Do Filmmakers Know Their Rights?

by Angelica Das


Conversation on the filmmaker v. journalist distinction that happened at Sundance was also picked up at this year’s True/False Film Fest. Filmmakers who took some big risks took part in an “I Know My Rights” discussion that perhaps should have been more of a question than a statement. Nick Broomfield (Tales of the Grim Sleeper), David Felix Sutcliffe ((T)ERROR), Matthew Hieneman (Cartel Land) and Serhy Stetsenko (Maidan) spoke to many of the issues covered in the Center report released in February: “Dangerous Documentaries: Reducing Risk When Telling Truth to Power.”


The journalist label isn’t a given.

For Sutcliffe and co-director Lyric Cabral, on one hand, it was critical to be operating as journalists and they received legal advice from the ACLU accordingly. Sutcliffe felt they were doing what journalists do and should do, documenting the never-before-seen, in the case of(T)ERROR, a counter-terrorism sting in progress. Cabral is also a photojournalist by training.

Heineman, who found himself quite literally under fire while embedded with Mexican cartel members, was decidedly less interested in the title. “I’ll choose Shakespeare over journalism,” he said in reference to storytelling style. He wanted to tell a story without any rules, as he perceives there to be in journalism. But in the process Heineman called on many of the same protections. He wasn’t there to choose sides, but to document. And when the lines between the two sides of his story became blurred and complicated, he chose to demarcate his bullet-proof vest with “press” to identify himself as an independent, unarmed observer.

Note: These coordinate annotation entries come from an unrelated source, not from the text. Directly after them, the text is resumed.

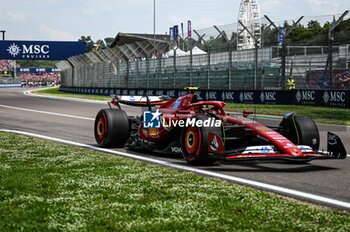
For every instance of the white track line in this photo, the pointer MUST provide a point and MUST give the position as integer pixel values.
(45, 112)
(275, 188)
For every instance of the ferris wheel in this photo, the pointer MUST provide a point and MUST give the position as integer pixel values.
(250, 17)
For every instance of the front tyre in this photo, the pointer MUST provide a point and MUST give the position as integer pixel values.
(111, 128)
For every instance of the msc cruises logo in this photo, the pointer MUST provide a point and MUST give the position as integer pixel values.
(29, 51)
(14, 50)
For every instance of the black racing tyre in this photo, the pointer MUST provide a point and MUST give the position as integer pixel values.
(302, 130)
(111, 128)
(194, 143)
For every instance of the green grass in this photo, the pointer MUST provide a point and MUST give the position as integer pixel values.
(330, 115)
(46, 186)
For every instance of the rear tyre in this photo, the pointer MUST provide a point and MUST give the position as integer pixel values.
(194, 143)
(301, 130)
(111, 128)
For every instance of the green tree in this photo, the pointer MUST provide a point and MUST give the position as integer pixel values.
(90, 44)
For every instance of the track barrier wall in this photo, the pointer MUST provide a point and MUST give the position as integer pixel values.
(311, 97)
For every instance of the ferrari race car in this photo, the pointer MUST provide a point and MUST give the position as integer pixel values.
(203, 132)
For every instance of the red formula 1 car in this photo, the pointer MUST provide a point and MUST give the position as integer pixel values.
(203, 132)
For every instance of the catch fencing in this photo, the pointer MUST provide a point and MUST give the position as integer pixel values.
(220, 67)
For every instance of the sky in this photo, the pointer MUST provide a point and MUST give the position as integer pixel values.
(63, 20)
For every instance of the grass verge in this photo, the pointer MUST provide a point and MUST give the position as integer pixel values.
(46, 186)
(330, 115)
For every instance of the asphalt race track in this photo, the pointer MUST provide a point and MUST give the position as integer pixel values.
(74, 121)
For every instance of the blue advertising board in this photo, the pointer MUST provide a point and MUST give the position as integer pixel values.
(40, 50)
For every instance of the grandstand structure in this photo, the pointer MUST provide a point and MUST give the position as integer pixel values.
(249, 15)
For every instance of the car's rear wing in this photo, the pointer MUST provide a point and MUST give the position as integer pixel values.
(141, 101)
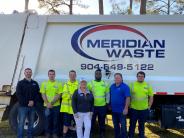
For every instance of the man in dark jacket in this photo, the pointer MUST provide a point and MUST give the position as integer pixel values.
(27, 92)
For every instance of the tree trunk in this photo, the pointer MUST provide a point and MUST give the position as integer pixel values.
(26, 5)
(143, 7)
(130, 7)
(71, 7)
(101, 7)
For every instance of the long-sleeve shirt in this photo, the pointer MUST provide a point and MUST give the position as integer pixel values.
(27, 91)
(81, 102)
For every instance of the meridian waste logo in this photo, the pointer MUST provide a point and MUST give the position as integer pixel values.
(113, 42)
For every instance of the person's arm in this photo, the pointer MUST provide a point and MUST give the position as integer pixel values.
(107, 95)
(74, 102)
(19, 94)
(150, 96)
(127, 102)
(44, 97)
(150, 101)
(92, 103)
(66, 93)
(58, 95)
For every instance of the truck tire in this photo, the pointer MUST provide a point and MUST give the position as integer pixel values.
(38, 124)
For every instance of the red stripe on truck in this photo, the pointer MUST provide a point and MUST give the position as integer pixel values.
(161, 93)
(179, 93)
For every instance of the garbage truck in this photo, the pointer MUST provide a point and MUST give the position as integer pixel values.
(119, 43)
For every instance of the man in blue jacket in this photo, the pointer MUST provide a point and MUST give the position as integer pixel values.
(119, 102)
(28, 96)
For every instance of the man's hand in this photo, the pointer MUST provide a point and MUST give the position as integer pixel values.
(76, 115)
(125, 111)
(31, 103)
(91, 115)
(49, 105)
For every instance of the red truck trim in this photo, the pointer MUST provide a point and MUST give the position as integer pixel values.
(179, 93)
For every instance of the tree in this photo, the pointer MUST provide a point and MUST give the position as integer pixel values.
(101, 9)
(60, 6)
(166, 7)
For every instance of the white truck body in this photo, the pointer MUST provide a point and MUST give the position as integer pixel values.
(47, 45)
(125, 44)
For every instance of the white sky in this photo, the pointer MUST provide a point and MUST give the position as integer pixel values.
(7, 6)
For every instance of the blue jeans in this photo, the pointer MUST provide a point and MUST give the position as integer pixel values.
(24, 112)
(119, 121)
(140, 116)
(101, 112)
(52, 120)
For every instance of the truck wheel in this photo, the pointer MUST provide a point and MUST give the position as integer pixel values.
(38, 124)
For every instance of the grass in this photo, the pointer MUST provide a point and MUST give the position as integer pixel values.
(151, 131)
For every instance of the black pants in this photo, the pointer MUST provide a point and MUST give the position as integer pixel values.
(137, 115)
(100, 112)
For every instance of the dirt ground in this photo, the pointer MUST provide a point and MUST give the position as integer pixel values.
(152, 131)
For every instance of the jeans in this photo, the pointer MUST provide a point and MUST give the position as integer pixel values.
(23, 113)
(119, 121)
(101, 112)
(83, 118)
(140, 116)
(52, 120)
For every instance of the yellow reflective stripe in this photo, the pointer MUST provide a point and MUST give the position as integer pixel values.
(139, 99)
(67, 104)
(99, 96)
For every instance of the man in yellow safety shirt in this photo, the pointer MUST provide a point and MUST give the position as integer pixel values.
(100, 91)
(51, 92)
(141, 101)
(66, 106)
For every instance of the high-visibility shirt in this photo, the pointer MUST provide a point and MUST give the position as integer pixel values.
(140, 92)
(100, 92)
(51, 89)
(68, 90)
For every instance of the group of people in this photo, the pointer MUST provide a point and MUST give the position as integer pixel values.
(81, 102)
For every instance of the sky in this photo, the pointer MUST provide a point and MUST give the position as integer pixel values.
(8, 6)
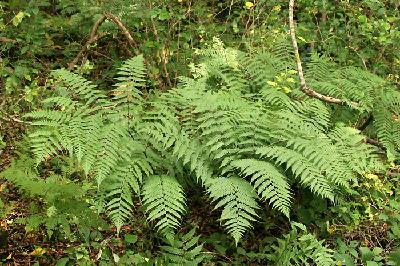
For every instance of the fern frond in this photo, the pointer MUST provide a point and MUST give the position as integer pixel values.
(164, 201)
(269, 182)
(302, 168)
(238, 200)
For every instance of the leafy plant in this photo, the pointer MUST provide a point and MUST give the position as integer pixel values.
(299, 247)
(212, 127)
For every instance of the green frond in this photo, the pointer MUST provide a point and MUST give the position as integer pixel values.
(79, 86)
(268, 181)
(302, 168)
(238, 200)
(164, 201)
(131, 78)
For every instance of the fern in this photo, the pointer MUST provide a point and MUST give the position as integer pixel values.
(298, 247)
(164, 200)
(227, 129)
(237, 198)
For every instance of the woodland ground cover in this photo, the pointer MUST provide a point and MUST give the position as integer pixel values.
(199, 132)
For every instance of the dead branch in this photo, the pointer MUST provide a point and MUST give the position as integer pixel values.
(5, 39)
(303, 85)
(92, 39)
(122, 27)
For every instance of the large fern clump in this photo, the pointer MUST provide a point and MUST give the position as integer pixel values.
(240, 128)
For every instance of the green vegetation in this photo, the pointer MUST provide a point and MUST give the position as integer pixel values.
(199, 132)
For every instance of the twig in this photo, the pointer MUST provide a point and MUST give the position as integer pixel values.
(162, 53)
(122, 27)
(303, 86)
(13, 119)
(362, 124)
(374, 142)
(92, 39)
(5, 39)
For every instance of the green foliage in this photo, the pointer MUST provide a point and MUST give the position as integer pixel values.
(210, 126)
(163, 199)
(301, 248)
(184, 250)
(64, 202)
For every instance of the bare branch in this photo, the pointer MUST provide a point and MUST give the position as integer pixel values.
(122, 27)
(5, 39)
(303, 85)
(92, 39)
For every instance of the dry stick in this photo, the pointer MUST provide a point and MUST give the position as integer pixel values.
(92, 39)
(122, 27)
(162, 54)
(303, 85)
(5, 39)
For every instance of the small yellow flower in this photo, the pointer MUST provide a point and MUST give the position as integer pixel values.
(290, 80)
(249, 5)
(277, 8)
(286, 90)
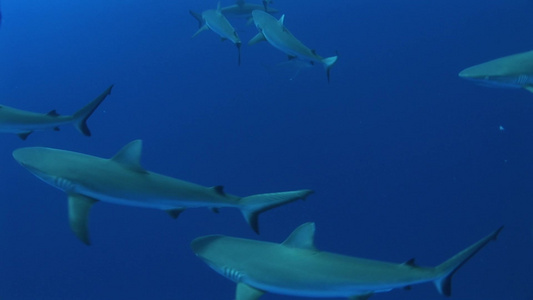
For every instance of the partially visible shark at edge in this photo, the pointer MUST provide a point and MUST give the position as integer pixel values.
(244, 9)
(296, 268)
(122, 180)
(218, 23)
(23, 123)
(273, 31)
(513, 71)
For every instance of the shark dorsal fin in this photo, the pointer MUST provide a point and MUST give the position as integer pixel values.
(302, 237)
(130, 156)
(281, 20)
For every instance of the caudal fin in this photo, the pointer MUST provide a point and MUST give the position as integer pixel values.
(328, 63)
(449, 267)
(80, 117)
(252, 206)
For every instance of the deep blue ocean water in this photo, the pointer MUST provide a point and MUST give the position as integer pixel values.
(406, 159)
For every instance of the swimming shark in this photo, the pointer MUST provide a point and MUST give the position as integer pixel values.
(122, 180)
(514, 71)
(23, 123)
(273, 31)
(218, 23)
(296, 268)
(244, 9)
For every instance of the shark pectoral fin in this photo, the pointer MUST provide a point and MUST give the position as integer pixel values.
(23, 136)
(361, 297)
(79, 207)
(252, 206)
(246, 292)
(80, 117)
(130, 156)
(302, 237)
(175, 212)
(204, 27)
(260, 37)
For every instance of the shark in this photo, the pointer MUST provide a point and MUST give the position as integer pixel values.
(122, 180)
(218, 23)
(274, 32)
(23, 123)
(244, 9)
(296, 268)
(513, 71)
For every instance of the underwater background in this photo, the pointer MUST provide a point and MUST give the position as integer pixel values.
(405, 158)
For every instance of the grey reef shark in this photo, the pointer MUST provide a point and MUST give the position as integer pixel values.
(244, 9)
(513, 71)
(273, 31)
(296, 268)
(218, 23)
(23, 123)
(122, 180)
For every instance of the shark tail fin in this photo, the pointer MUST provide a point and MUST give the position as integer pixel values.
(328, 63)
(252, 206)
(80, 117)
(448, 268)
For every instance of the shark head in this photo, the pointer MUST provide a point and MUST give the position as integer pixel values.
(213, 250)
(513, 71)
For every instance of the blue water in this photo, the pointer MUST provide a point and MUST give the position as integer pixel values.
(407, 160)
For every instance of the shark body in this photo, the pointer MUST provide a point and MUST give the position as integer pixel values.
(273, 31)
(218, 23)
(23, 123)
(295, 267)
(122, 180)
(514, 71)
(244, 9)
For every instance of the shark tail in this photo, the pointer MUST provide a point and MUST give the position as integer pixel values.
(328, 63)
(448, 268)
(80, 117)
(252, 206)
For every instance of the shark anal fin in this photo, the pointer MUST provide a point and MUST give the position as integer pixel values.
(246, 292)
(79, 207)
(252, 206)
(260, 37)
(175, 212)
(302, 237)
(23, 136)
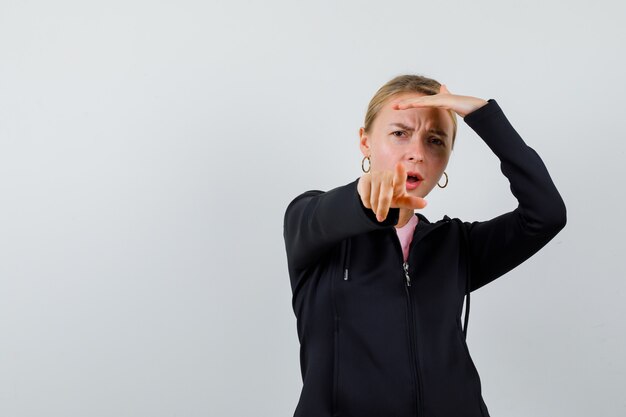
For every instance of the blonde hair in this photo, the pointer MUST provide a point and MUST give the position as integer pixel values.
(404, 84)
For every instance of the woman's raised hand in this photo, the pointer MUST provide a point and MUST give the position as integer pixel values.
(380, 190)
(462, 105)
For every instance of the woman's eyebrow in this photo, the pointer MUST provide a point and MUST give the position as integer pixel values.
(436, 131)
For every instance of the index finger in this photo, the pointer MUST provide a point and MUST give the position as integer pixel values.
(399, 179)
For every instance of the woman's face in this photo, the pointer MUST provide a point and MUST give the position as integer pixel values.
(420, 138)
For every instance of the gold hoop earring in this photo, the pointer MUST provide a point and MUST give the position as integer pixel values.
(369, 164)
(446, 184)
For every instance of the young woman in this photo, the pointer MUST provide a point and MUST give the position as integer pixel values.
(377, 288)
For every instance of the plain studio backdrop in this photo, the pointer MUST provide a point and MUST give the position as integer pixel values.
(148, 151)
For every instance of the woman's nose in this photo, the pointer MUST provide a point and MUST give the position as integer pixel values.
(416, 154)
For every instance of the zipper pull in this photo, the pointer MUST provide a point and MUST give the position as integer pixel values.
(406, 274)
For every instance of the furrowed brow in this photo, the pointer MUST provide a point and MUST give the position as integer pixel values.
(438, 132)
(401, 126)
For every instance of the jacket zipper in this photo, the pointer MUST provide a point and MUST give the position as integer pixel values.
(412, 328)
(413, 345)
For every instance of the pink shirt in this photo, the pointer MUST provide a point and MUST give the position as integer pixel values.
(405, 234)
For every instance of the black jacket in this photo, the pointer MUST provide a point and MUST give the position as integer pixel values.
(383, 338)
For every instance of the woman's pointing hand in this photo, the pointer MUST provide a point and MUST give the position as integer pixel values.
(381, 190)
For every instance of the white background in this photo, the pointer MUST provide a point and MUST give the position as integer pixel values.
(148, 150)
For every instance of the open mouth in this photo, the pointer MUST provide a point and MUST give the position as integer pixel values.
(413, 178)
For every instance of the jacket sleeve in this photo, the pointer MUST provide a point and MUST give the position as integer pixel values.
(315, 221)
(500, 244)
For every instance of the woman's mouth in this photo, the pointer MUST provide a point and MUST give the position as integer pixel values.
(413, 180)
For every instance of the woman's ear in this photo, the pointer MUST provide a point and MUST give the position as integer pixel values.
(364, 142)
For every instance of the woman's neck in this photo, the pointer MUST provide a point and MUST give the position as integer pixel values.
(405, 216)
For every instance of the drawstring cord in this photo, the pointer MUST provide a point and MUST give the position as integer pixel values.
(468, 281)
(346, 261)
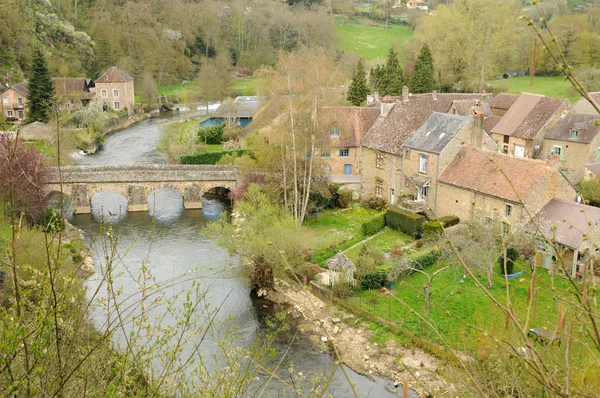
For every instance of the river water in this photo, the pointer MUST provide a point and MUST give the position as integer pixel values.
(171, 245)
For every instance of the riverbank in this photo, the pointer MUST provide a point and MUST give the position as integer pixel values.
(323, 323)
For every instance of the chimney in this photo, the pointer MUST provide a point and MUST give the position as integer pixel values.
(477, 132)
(404, 94)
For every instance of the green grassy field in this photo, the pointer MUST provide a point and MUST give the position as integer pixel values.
(551, 86)
(370, 42)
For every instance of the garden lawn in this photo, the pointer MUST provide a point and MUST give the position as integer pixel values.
(465, 301)
(370, 42)
(552, 86)
(386, 241)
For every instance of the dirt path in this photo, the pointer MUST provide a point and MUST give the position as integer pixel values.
(325, 324)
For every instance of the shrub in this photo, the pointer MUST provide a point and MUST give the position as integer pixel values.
(374, 202)
(373, 225)
(511, 256)
(208, 157)
(344, 198)
(449, 221)
(406, 221)
(210, 135)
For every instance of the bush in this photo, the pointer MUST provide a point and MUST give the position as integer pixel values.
(449, 221)
(344, 198)
(210, 135)
(374, 202)
(406, 221)
(373, 225)
(511, 256)
(208, 157)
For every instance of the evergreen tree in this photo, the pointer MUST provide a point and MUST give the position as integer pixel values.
(392, 80)
(40, 97)
(423, 80)
(358, 91)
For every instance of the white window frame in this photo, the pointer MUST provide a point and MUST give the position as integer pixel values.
(423, 163)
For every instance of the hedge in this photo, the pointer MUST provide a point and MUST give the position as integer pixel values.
(408, 222)
(373, 225)
(208, 157)
(449, 221)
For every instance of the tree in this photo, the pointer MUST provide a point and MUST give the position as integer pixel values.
(423, 80)
(41, 95)
(358, 91)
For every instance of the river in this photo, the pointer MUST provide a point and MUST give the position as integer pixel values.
(172, 246)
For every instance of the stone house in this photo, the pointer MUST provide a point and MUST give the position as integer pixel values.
(496, 186)
(430, 149)
(114, 89)
(573, 227)
(585, 107)
(73, 93)
(339, 145)
(399, 118)
(573, 142)
(14, 103)
(521, 130)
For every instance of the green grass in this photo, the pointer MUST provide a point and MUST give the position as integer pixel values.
(554, 86)
(370, 42)
(386, 241)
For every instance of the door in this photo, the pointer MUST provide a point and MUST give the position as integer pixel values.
(519, 151)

Perhaps on the opposite end of the spectrum, Stetsenko was embedded with millions of people in Maidan, Kiev’s central square, where “journalists were being shot on equal footing with protestors.” In this Ukrainian story of protest met with violence, there was (is) no access for journalists on the side of the government and police, so journalists are by default sided with protestors, and consequently equal targets.

Broomfield articulated the intellectual shared space that these filmmakers are grappling with. “Don’t get too caught up in what journalism is or isn’t, what we’re talking about is information.” And in a lot of places in the world, information is regarded as a threat. Information is power, as they say, and never more so than in the age of the Internet. That’s why you’re being shot at; you’re not neutral like the Red Cross, said Broomfield.


These filmmakers have all taken steps to assess their risks and protect the various rights.

Sutcliffe and Cabral worked very closely with the ACLU from the beginning of filming and made it a point to encrypt their hard drives. Unfortunately encryption isn’t flawless. Sutcliffe wondered how it was possible that the FBI didn’t know what they were doing, when two years into filming their subject was still being offered jobs. He conjectured that surveillance mechanisms are collecting so much data that they’re not able to process it.

Broomfield said that UK public institutions are not as accountable as they are in the United States, so he chooses to do more work here. He recognizes great value in journalistic protection as having a strong practical effect.

Heineman advised that it’s critical for filmmakers to find partners who are smarter than you to help you do these things. He knew he’d be filming illegal acts and preemptively reached out to the Reporters Committee for Freedom of the Press to find out the implications whether journalist or filmmaker.  Heineman also made the preemptive decision to take out subpoena insurance available to filmmakers. He additionally made use of a UK group called Article 19 to assess risk, particularly for the safety of his local team—the thing he’s still monitoring and still keeps him up at night.

Stetsenko made a point about rights from the intellectual property angle. The Maidan movie rights belong to the director, Sergei Loznitsa, owner of a small production company. This was a conscious decision, he had the opportunity to sell but felt that the greatest impact of the film was in releasing it online.